Saying the teachers and returning students kept the freshmen busier than he expected, Philip Mahar said Wednesday was “a lot more fun that I thought it would be.”

Among the activities last Wednesday were a scavenger hunt that gave students a chance to learn the layout of the school and required them to meet many of their teachers to reach their goals, small group conversations between freshmen and older high school students, and an ice cream social at the end of the day.

Principal Bill Olsen said the day’s events were the first iteration of a program developed by the school’s freshmen team over the summer.
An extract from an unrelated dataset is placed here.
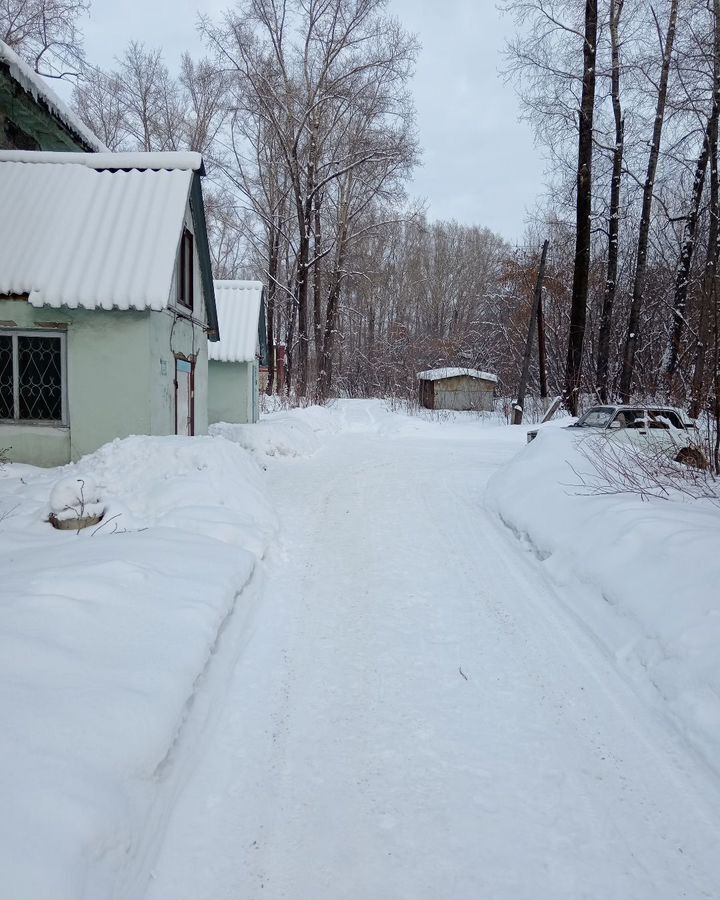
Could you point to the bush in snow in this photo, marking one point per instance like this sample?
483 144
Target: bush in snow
644 471
75 502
The actual events were organized for the students by teachers and about 60 returning students.

Ashleah Adams, a junior, said she and her peers spent much of the day “welcoming the freshmen and making them feel like this is not an environment where you should feel intimidated.”

“I think it was nice for the upperclassmen to give them our experiences and what we wish we had done differently freshmen year, to kick-start them in a positive way and tell them, ‘You shouldn’t be afraid of high school and you should make the most of it.’ I think that really reinforcing that right now is what’s going to lead them to have the best four years of high school that they can possibly have,” she said.

Some of the new high school students were thinking about what high school will hold for them. Chaska Stannard said he was looking forward to “more challenging classes and sports, and meeting new friends,” while another freshman, Zoe Aigner, said she was planning to pursue “lots of different clubs.”

But the freshmen team at the high school, which has about 15 members, wanted to make the first day of high school special.

“Since I started teaching here, 14 years ago, I was like, ‘Oh my gosh, we have to do something about the freshman orientation.’ Eventually I said, ‘We need to take this on,’” said teacher Jennie Gartner.

The process involved talking to returning students and alumni to ask what they thought would work well for freshmen that isn’t already done, and what things from the past should be preserved.

Gartner said one of the most important additions was a period when freshmen could talk to returning students without teachers or staff present, so the younger students could speak freely. The door prizes and the scavenger hunt were also new.

“What I loved about (the scavenger hunt) is that you actually interacted with every single kid in this school. Every single kid got to say hi to at least a couple of their teachers, whereas in the past, the group would come in and I would just talk at them for five minutes. I feel like I’ve already started having that connection with students,” said Erica Wallstrom, who teaches freshmen classes.

Returning features of the first day were building tours, meeting with the students’ “flex group” and the ice cream.

Teacher Abby Brodowski said the events included participation from support staff, like secretaries, guidance counselors and attendance office staff, “whoever they’re going to have face time with regularly.”

The freshmen class at the high school has about 190 students, which Olsen said was about average for the school, although he said that number can fluctuate from about 170 to about 220.

Olsen said starting the year off right for so many new students was important. Freshmen are given presentations about some of the accomplishments of previous Rutland High School students.

“I said to (the freshmen,) ‘These (graduates) are moving on the next step or they’ve left the building. We need your leadership. We need your contributions.’ We want them to see that they’re learning, but they’re learning for a purpose,” he said.